They say “don’t judge a book by its cover”. So in case you were withholding judgment: yes, this bright red book covered with left-wing slogans is, in fact, communist. Inventing The Future isn’t technically Nick Srnicek and Alex Williams’ manifesto – that would be the equally-striking-looking Accelerate Manifesto. But it’s a manifesto-ish description of their plan for achieving a postcapitalist world.
S&W start with a critique of what they call “folk politics”, eg every stereotype you have of lazy left-wing activists. Protesters who march out and wave signs and then go home with no follow-up plan. Groups that avoid having any internal organization, because organization implies hierarchy and hierarchy is bad. The People’s Front of Judaea wasting all their energy warring with the Judaean People’s Front. An emphasis on spectacle and performance over results. We’ve probably all heard stories like this, but some of S&W’s are especially good, like one from an activist at a trade summit:
On April 20, the first day of the demonstrations, we marched in our thousands toward the fence, behind which 34 heads of state had gathered to hammer out a hemispheric trade deal. Under a hail of catapult-launched teddy bears, activists dressed in black quickly removed the fence’s support with bolt cutters and pulled it down with grapples as onlookers cheered them on. For a brief moment, nothing stood between us and the convention centre. We scrambled atop the toppled fence, but for the most part we went no further, as if our intention all along had been simply to replace the state’s chain-link and concrete barrier with a human one of our own making.
S&W comment:
We see here the symbolic and ritualistic nature of the actions, combined with the thrill of having done something – but with a deep uncertainty that appears at the first break with the expected narrative. The role of dutiful protester had given these activists no indication of what to do when the barriers fell. Spectacular political confrontations like the Stop the War marches, the now familiar melees against G20 or World Trade Organization and the rousing scenes of democracy in Occupy Wall Street all give the appearance of being highly significant, as if something were genuinely at stake. Yet nothing has changed, and long-term victories were traded for a simple registration of discontent.

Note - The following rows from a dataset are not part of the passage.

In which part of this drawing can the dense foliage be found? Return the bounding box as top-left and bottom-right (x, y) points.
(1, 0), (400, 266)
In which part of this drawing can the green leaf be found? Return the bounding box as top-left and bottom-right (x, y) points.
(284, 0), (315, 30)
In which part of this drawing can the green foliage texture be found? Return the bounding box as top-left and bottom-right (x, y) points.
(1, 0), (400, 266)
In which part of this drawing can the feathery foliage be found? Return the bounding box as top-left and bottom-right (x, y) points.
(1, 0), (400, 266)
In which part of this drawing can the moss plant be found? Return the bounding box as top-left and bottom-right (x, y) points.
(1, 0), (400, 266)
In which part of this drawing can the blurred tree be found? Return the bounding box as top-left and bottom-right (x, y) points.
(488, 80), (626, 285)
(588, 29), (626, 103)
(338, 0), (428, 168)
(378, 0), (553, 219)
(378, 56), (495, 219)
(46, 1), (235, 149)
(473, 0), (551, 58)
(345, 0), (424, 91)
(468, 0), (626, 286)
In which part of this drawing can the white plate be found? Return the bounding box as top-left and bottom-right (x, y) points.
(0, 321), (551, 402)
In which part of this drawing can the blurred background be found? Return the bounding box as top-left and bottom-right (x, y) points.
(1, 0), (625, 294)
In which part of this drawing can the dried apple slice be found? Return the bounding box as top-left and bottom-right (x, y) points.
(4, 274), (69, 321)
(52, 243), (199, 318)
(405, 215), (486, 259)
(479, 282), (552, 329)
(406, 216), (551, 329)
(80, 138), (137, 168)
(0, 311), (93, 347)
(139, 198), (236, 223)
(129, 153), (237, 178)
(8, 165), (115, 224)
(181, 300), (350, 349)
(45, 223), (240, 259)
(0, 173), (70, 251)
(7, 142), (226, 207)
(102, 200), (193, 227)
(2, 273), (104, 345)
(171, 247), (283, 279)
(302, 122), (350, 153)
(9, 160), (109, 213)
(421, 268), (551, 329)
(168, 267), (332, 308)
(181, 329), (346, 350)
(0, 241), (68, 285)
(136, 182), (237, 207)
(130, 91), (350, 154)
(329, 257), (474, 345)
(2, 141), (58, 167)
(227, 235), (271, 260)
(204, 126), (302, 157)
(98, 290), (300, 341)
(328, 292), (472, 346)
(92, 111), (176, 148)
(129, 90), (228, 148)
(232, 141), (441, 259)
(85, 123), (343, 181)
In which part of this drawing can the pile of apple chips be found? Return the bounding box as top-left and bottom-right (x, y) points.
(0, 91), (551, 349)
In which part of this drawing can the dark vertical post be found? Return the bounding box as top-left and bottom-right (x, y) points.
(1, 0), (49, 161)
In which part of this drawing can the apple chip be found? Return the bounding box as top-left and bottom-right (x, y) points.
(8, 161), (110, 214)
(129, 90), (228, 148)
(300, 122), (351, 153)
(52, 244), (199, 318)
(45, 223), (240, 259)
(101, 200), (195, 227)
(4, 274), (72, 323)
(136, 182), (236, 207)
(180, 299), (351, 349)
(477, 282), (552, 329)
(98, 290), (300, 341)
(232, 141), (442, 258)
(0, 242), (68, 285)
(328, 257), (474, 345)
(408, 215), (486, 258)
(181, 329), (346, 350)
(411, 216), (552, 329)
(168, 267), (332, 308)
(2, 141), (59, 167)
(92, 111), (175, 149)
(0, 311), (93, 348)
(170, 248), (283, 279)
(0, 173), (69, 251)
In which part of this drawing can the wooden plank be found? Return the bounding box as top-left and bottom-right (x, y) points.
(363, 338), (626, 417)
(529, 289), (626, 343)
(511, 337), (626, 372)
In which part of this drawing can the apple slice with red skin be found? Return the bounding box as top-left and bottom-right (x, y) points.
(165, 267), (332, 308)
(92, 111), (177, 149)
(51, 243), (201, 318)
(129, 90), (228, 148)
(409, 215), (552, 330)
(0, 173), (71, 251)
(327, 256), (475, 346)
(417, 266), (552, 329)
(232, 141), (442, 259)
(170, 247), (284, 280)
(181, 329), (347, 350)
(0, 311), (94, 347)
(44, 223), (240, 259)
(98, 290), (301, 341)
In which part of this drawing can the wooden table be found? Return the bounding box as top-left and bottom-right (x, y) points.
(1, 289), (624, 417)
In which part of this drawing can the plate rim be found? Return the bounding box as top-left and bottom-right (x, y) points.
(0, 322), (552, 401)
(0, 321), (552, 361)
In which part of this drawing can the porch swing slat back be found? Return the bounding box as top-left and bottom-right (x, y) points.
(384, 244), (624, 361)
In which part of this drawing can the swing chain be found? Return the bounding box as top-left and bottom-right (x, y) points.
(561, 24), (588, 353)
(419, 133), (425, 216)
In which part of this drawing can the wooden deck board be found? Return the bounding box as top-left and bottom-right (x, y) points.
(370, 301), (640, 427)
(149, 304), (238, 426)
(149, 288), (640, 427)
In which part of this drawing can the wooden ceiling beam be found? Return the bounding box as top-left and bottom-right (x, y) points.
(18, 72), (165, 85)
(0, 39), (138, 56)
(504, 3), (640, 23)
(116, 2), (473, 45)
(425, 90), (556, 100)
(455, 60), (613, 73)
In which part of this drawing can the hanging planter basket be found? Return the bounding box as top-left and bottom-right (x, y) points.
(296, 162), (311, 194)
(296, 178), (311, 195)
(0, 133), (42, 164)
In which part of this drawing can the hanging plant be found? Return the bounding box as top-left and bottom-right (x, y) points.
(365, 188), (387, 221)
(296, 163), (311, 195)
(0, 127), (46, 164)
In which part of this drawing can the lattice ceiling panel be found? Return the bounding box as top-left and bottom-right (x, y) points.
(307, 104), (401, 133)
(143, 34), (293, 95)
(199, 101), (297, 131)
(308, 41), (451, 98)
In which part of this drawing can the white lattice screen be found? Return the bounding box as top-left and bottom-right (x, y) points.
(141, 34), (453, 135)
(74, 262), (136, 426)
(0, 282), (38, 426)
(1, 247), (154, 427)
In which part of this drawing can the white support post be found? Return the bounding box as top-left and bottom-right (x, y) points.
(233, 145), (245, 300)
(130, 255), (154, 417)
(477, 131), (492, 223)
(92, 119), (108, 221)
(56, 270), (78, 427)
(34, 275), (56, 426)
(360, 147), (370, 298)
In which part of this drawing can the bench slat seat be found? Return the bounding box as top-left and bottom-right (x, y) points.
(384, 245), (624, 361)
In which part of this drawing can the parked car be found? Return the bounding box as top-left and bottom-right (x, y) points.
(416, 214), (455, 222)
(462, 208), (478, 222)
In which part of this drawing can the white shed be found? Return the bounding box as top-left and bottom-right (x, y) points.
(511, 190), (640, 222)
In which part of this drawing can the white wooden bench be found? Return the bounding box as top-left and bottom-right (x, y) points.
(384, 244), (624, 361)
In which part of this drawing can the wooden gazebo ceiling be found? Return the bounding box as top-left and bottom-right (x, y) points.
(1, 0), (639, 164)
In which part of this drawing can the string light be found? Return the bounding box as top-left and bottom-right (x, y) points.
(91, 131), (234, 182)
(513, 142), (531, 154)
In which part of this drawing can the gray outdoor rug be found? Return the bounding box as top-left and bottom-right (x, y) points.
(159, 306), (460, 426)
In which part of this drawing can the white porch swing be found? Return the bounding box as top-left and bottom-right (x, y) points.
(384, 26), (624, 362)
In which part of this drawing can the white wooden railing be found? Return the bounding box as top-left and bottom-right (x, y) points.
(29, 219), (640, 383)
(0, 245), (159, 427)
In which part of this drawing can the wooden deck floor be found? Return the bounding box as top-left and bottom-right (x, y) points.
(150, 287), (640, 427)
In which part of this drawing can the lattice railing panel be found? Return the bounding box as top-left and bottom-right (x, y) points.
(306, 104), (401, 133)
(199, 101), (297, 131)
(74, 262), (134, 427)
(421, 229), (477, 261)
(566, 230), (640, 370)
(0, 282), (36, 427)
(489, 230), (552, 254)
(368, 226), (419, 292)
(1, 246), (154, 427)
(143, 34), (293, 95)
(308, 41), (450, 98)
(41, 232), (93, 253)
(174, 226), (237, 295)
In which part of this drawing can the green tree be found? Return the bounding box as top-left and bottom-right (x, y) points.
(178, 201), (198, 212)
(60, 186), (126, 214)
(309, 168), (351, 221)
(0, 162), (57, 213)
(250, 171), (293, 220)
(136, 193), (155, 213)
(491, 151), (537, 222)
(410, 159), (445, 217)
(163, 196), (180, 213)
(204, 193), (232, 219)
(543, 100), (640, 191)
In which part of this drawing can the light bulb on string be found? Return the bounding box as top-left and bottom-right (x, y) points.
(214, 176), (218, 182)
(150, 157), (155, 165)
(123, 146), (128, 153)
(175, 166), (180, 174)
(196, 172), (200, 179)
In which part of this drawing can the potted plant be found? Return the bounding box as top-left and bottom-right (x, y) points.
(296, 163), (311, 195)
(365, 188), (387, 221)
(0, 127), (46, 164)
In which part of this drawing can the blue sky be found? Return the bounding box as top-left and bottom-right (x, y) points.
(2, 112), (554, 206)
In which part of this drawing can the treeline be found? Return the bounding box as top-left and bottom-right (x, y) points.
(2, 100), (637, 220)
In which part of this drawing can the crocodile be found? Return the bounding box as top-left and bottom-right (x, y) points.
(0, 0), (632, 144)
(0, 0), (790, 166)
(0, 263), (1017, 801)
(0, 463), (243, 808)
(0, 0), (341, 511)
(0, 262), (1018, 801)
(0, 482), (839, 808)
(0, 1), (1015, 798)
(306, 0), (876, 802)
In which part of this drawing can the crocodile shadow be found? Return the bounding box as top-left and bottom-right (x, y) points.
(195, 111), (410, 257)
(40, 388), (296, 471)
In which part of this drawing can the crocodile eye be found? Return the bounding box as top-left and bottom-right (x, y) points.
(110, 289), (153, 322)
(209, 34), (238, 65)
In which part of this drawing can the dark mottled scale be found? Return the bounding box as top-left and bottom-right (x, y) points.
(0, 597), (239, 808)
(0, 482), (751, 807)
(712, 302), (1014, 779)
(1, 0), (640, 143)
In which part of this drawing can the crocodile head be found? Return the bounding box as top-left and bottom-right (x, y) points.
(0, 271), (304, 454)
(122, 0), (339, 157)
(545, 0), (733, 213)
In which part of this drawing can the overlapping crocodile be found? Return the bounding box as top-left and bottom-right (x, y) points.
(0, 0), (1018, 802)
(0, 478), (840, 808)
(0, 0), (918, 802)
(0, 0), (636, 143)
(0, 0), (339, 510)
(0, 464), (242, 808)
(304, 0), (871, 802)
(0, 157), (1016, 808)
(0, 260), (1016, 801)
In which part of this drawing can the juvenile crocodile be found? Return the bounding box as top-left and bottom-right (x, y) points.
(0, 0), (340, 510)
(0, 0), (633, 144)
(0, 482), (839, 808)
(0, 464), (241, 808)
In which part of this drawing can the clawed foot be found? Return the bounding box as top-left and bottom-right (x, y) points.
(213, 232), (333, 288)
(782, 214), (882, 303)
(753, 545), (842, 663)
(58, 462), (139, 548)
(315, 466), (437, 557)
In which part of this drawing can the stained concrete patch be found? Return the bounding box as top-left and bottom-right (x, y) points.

To outside observers, it is often not even clear what the movements want, beyond expressing a generalized discontent with the world…in more recent struggles, the very idea of making demands has been questioned. The Occupy movement infamously struggled to articulate meaningful goals, worried that anything too substantial would be divisive. And a broad range of student occupations across the Western world has taken up the mantra of “no demands” under the misguided belief that demanding nothing is a radical act.